I'm given the equation $$\sqrt{2k+1}-\sqrt{2k-5}=4$$ and asked to solve for $k$. Wolfram says that this has no solution which is what I concluded as well. But I am wondering if my logic is correct. Somewhere along the way in solving for $k$ we come to the equation: $$\sqrt{2k-5} =-\frac{3}{2}.$$ Immediately I am thinking that this statement can never be true, as $\sqrt{2k-5}$ is the principle (positive) square root of $2k-5$. Hence, it can not yield a negative value. I would love to be able to say that if we ever come to an equation like $$-b = \sqrt{a}$$ for $a$, $b\in \mathbf{R}^+$ we can stop, put our pencils down, and conclude that our original equation has no solution. $$$$ My question is this: can we? If not, what is an equation where we come to something like $-b=\sqrt{a}$, square both sides, ridding the negative, and find a valid solution?

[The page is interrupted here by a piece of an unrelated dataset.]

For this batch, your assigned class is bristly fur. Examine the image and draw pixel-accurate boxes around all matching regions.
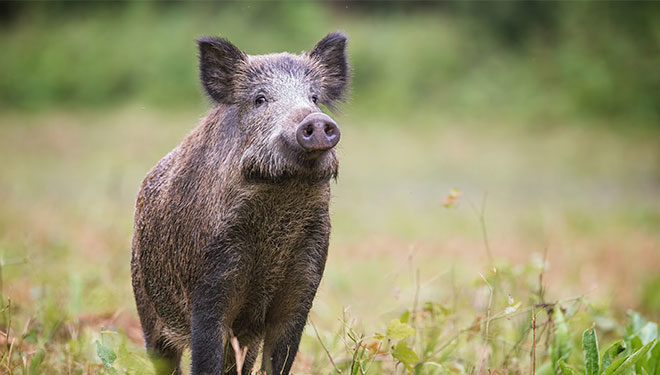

Will $-b=\sqrt{a}$ always lead to an extraneous solution
algebra-precalculusradicalssquare-numbers
Best Answer
I'll sum up the concepts it seems a few have addressed in the comments.
Setting the square root of something equal to a negative will only result in an imaginary solution, as I'm sure you are aware. Thus, squaring both sides will ALWAYS result in an extraneous solution. So, if you can show that an equation is of the form "square root = a negative," then you know the equation has no real solutions. So yes, your logic is correct.
Good of you to be thinking about equations such as these in a more general sense!